Le Dr Jean-Claude Tardif, directeur du Centre de recherches de l'Institut de cardiologie de Montréal (ICM), a dirigé cette étude baptisée Colcorona. Les résultats complets seront rendus publics "le plus rapidement possible", promet-il.

Quelles sont les principales conclusions de votre étude, menée sur 4.488 patients dans le monde entier depuis mars 2020 ?

Jean-Claude Tardif: L'étude Colcorona a fourni des résultats convaincants de réduction de plus de 20% des hospitalisations ou des décès reliés à la Covid 19 avec la colchicine, comparativement au placebo (...). Quand on a affaire à des patients qui ont eu un test qui formellement prouve leur diagnostic de Covid-19, le résultat avec la colchicine est encore meilleur, c'est-à-dire une réduction de 25% des hospitalisations, de 50% du besoin de ventilation mécanique avec un respirateur et de 44% des décès.

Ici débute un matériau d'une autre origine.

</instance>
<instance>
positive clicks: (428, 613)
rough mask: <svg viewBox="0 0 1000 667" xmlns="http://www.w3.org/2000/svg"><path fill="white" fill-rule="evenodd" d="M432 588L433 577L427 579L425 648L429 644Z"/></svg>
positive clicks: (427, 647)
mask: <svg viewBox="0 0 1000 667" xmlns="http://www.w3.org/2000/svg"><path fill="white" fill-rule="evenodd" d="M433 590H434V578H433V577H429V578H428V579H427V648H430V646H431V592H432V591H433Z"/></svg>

L'hypothèse qui sous-tendait l'étude était que la raison pour laquelle les patients développent des complications dans la Covid, c'est la réponse inflammatoire exagérée que les globules blancs du patient développent en réaction au virus (...) Notre intuition c'était que réduire cette réaction inflammatoire exagérée qu'on appelle tempête inflammatoire dans la covid, pourrait prévenir les complications avec un médicament puissant comme la colchicine.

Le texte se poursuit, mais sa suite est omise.